Moreover, they believed that this success needed to be further capitalized upon or lost forever. Some were so caught up in this dream-like state that they were offended by any suggestion of uncertainty about the state of US supremacy. Lynne Cheney, wife of Dick Cheney, found the reality of geopolitical issues so threatening that she simply resigned from the commission in protest:
Cheney was unhappy with the suggestion that American power was bound to decline: “Emerging powers will increasingly constrain U.S. options regionally and limit its strategic influence. As a result, we will remain limited in our ability to impose our will. . . .”?
The irony is almost too thick to avoid. The ex-Regan administration member Cheney resigned because she could not deal with reality. The only alternative, impose her view on those who recognized the new security risks ahead, must have been unsuccessful and so she quit the team. It is only logical that she and her husband from that point onward were planning to deep-six the recommendations of the final report and knew what to do when it was handed to the Bush Administration in 2001. Incidentally, during the 9/11 events she was reported to have turned down the official debriefing from the anti-terror task force so she could hear the reports from CNN.

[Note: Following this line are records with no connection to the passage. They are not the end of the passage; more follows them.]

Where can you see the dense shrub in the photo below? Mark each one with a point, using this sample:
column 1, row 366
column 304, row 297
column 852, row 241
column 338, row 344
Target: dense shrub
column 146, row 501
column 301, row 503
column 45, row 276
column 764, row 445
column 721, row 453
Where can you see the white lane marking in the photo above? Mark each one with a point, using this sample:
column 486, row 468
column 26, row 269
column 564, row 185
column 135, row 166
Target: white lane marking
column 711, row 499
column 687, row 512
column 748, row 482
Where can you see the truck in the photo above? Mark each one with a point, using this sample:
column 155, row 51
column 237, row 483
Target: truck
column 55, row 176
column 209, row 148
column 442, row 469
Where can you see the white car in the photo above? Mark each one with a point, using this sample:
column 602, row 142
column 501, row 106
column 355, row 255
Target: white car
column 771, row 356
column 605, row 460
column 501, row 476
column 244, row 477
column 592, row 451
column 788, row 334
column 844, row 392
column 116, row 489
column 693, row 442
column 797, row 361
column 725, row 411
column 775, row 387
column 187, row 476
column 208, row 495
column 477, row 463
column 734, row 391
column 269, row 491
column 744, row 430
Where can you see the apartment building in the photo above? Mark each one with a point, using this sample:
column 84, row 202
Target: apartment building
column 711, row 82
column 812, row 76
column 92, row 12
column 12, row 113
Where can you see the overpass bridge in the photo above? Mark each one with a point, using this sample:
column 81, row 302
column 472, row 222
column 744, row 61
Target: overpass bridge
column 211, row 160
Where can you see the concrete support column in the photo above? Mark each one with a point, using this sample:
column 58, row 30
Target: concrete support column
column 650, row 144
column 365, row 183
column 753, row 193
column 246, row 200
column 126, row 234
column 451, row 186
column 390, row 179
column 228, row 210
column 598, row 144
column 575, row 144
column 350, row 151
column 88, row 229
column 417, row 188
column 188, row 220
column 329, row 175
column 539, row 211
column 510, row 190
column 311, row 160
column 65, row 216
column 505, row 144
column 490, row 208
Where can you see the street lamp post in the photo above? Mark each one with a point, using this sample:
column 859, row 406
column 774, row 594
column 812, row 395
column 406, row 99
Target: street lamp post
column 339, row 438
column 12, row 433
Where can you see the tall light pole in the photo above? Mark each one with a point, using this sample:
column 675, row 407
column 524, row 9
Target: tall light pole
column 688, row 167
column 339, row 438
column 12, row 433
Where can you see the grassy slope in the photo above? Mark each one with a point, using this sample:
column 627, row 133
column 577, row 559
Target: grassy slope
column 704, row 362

At the end of the day it was an uncompromisingly myopic stance of the Bush Administration coupled with the inability to process information about the real and present dangers to the country that arguably precipitated the ease with which al Qaeda staged their attack on 9/11 — Bin Laden’s minions did not fit the image of what the Bush Administration, and the Cheney couple in particular, were willing or able to accept as a credible threat. They therefore not only fumbled the job of understanding risk, but they ignored and actively distanced themselves from the voices that tried to raise alarm before disaster struck. Like a heavy-weight fighter brushing off idea that bar-room punches of a welter-weight were of any concern, the Bush Administration didn’t understand that the inauspicious new adversaries not only had motive, but the means to do serious and lasting damage.
In conclusion, and unfortunately for the US, a series of ill-conceived security decisions by the Bush Administration were made based on a tired and romantic view of a world that probably never really existed.
Six years later the world is left to hope that the Bush Administration has started to realize, as Gorbachev once did, that the value concept of a giant conventional superpower could be long past its shelf date. The idea of imposing unilateral will by generating endless turmoil abroad today does in fact exhaust a powerful nation, even America, and can actually end up eroding the base of power and undermining relationships.
It was easy to see how this policy would lead to a quagmire of undesirable and taxing battles on multiple fronts where success would come only by lowering expectations. Do the American leaders today have the strength to admit the mistake and swallow their pride? Unlikely. And so the real danger now is that leaders, facing the exhaustion of their nation, may forgo the high road of true democracy by becoming accountable and instead choose the path of desperation — quick fixes intended to create the illusion of success at any cost, without regard for the true damage they may cause to their country and its freedoms.